Snippets

# Get names of cast from a wikipedia movie page
import requests
import bs4
import re

response = requests.get("https://en.wikipedia.org/wiki/Sholay")
raw_html = response.text

structured_html = bs4.BeautifulSoup(raw_html, "lxml")
tag_elements = structured_html.select(".div-col")
for tag_element in tag_elements:
    for elements in tag_element.contents:
        if isinstance(elements, bs4.element.Tag):
            for element in elements.contents:
                if isinstance(element, bs4.element.Tag):
                    print(element.a.contents[0])

# Get all movie poster images from a wikipedia page
import requests
import bs4
import re

response = requests.get("https://en.wikipedia.org/wiki/Sholay")
raw_html = response.text

structured_html = bs4.BeautifulSoup(raw_html, "lxml")

image_class_elements = structured_html.select(".mw-file-element")
image_link_dict = {}
image_suffix = 'poster.jpg'
# creat a dict with the image name and url
for image_src in image_class_elements:
    if re.search(r'(poster.jpg)$', image_src['src']):
        # find the first pattern match ending with 'poster.jpg' and not having '/'
        image_name = re.search(r'([^/]+)(?=poster.jpg)', image_src['src']).group() + image_suffix
        image_link_dict[image_name] = 'https:' + image_src['src']

# for all items in the dict, write file to disk
# Since we are writing images, we need to use binary mode
for key, value in image_link_dict.items():
    print(key, value)
    with open(key,'wb') as f:
        f.write(requests.get(value).content)
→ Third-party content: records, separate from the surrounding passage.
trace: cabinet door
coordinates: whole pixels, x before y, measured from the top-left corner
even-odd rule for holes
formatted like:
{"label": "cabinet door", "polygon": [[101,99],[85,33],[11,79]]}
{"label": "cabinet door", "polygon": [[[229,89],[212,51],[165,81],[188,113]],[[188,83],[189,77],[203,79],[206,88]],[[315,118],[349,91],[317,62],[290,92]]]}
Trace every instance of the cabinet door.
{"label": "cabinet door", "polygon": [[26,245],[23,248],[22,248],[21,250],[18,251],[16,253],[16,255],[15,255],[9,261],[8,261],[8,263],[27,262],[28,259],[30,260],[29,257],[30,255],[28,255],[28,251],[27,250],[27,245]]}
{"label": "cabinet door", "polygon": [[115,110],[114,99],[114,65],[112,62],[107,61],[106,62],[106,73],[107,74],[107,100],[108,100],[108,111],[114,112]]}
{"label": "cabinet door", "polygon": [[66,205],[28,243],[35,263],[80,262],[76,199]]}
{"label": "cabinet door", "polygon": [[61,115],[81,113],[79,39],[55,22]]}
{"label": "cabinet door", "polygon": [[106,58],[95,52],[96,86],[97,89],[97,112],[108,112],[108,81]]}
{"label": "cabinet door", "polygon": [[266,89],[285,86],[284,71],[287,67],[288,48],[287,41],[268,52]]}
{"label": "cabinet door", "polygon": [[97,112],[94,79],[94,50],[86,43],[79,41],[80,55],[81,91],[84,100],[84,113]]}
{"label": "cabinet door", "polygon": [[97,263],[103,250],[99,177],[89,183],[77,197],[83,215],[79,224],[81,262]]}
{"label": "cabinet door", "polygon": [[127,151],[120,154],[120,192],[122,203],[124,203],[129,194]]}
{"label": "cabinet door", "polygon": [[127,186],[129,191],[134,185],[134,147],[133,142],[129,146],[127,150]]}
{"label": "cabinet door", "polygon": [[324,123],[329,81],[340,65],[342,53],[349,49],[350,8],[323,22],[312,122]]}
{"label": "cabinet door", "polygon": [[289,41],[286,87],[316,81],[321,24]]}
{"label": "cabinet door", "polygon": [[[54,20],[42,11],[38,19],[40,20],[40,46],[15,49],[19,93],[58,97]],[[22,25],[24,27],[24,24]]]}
# Get all unique author names from http://quotes.toscrape.com/
# Another sample url for practicing web scraping is http://books.toscrape.com/index.html

# Initialize variables
page_is_valid = True
authors = set()
page = 1


# If a page number does not exist, "No quotes found!" is dipalyed when trying to access the page
while page_is_valid:

    # Create page url dynammically based on the page number
    page_url = url+str(page)

    # Obtain Request
    res = requests.get(page_url)

    # If we try to access a page beyond the last page, "No quotes found!" is dipalyed
    if "No quotes found!" in res.text:
        break

    # Turn into Soup
    soup = bs4.BeautifulSoup(res.text,'lxml')

    # Add Authors to our set
    for name in soup.select(".author"):
        authors.add(name.text)

    # Go to Next Page
    page += 1

print(f"Unique list of authors:\n{authors}")